Scripts, Images, Action!: Creating Quality Videos for MUS 370
by Aaron Bannasch
About the course revision process
The MUSEUM 370 – Museum Origins and Issues course is one of three courses in the Museum Studies Online Certificate Program and the first to undergo a revision process. The revision of MUSEUM 370 included conversion of lecture content into combination of rich content pages, audio podcasts, and weekly overview videos hosted by the course instructor.
Consistent use of visual aids to add value to weekly roadmap pages
One of the goals of the improved information architecture of the course site included using consistent visual communication to provide reinforce the context of the course topics from week to week. For example, images sourced from the royalty free image service, Pixabay, were added both for aesthetic and informative purposes to the weekly roadmap pages as banner images. The content of the banner images are mirrored by the overview videos, short recordings that help students get a close approximation of the instructor’s interpersonal communication style through HD audio and video recordings as well as view a time-based display of images related to that week’s topics. In some weeks, a special interactive Google Map, populated with points of interest related to museums, is also displayed.
Sources of visual aids included
The visuals in the course primarily come from freely available materials, either royalty free images from sites like Pixabay or images that are fair use or available under creative commons terms. Some paid images were licensed from the affordable Bigstock.com, and other graphic visuals were custom created by Distance Learning staff. When necessary, screen recordings of museum website interfaces or other digital tools were made and properly attributed.
Video Production Process Summary
In order to get all of this visual content into the course, a series of production processes were needed to move from initial concept to final draft. While content pages, banner images, graphics, and interactive media mostly stemmed from a course or weekly learning objective, the overview videos began as scripts to be spoken by the instructor. The scripts were edited by the Learning Designer and instructor, segmented into storyboard documents by the Instructional Technologist to plan the recording and editing processes, proofread by the Content Specialist both for copyediting and to evaluate any planned visual aids for copyright clearance, all before recording took place. Drafts of the recorded videos were shared using the SPS DL Vimeo PRO account, which includes a Client Review tool that allows for timestamped feedback comments and annotations of specific locations in the video. Final drafts were hosted on YouTube for ease of synchronizing the written scripts to the spoken audio.
The decision to use on-campus resources or mobile recording resources depends on a number of factors. For local faculty, we encourage creating media using on-campus resources when possible due to the added benefit of having SPS Distance Learning staff physically present during recording sessions to assist with technical and content needs. There are however many mobile recording technologies and techniques, and in the fully online asynchronous format it is very important that everyone be as comfortable creating media on their own as they are with the assistance of others.

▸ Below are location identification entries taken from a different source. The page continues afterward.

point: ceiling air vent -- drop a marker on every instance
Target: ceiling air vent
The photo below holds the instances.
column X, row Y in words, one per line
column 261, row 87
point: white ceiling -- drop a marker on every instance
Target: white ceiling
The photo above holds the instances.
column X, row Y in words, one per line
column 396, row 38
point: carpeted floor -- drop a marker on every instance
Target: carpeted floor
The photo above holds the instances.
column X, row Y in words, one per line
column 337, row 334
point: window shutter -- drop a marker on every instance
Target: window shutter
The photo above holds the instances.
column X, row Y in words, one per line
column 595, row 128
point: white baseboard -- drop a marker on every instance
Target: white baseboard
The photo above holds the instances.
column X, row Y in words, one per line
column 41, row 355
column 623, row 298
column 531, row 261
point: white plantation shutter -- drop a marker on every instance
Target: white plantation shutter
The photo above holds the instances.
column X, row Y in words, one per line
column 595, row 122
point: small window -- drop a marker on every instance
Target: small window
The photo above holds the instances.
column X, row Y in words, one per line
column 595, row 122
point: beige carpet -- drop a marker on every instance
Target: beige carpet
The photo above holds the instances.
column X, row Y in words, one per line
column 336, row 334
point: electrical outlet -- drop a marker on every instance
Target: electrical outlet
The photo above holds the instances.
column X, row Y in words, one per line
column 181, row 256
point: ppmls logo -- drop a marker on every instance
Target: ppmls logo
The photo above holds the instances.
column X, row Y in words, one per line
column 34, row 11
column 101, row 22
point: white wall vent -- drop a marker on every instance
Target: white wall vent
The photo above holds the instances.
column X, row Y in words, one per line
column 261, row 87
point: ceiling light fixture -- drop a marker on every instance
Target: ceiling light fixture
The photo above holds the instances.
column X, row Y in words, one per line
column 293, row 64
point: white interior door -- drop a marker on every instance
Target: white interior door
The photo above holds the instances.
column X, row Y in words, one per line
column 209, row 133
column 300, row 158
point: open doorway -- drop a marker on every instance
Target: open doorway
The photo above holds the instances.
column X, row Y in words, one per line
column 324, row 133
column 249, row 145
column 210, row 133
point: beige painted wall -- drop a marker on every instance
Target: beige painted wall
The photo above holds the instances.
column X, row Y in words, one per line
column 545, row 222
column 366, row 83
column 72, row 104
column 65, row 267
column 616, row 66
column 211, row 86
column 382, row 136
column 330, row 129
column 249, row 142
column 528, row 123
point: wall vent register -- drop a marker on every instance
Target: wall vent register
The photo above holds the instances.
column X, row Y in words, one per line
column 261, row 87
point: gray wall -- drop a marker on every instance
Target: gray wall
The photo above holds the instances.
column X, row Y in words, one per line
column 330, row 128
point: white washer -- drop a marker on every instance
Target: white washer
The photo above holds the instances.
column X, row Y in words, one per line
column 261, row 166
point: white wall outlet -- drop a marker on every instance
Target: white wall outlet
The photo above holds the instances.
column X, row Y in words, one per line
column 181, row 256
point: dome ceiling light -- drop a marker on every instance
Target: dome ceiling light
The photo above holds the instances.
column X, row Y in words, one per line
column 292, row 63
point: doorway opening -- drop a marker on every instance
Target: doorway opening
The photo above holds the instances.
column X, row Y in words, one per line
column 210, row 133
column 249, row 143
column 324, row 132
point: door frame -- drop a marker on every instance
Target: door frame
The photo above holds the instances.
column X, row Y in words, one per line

Since the instructor of the course was able to visit the studio in Abbott Hall, we recorded the weekly overview videos in a controlled environment for consistency of audio and image quality; only varying the instructor’s wardrobe to keep consistent the theme of visual variety from week to week.
Beyond seeing and hearing the course instructor in the weekly videos, students also view images that support the concepts and topics described in the video. Relevance of the images is the most important factor when deciding what to include, and the instructor provided examples to guide the development team toward resources. The Content Specialist helped identify and locate alternative visual materials when needed, mostly due to copyright restrictions. The presentation of images was mostly literal and did not use metaphor or other narrative techniques to advance the videos. In the future, more sophisticated choreography between the images and the instructor’s on camera presence can be considered to provide additional context or emphasis to specific areas of the images shown. This additional effort to plan details of the video during the pre-production phase would allow for extra time during post-production for additional drafts of edits to be reviewed.
From the instructor’s perspective, working collaboratively in drafts can elicit new ideas about how to convey information to students.
Overall, the success of this process, beyond achieving consistent quality in course materials, is measured by student ability to have additional information to associate with the sequential progression of the course each week. That, and by the instructor modeling digital presence and curation techniques, students have an access to an example of a possible delivery style they can use in their own course interactions and assignment submissions.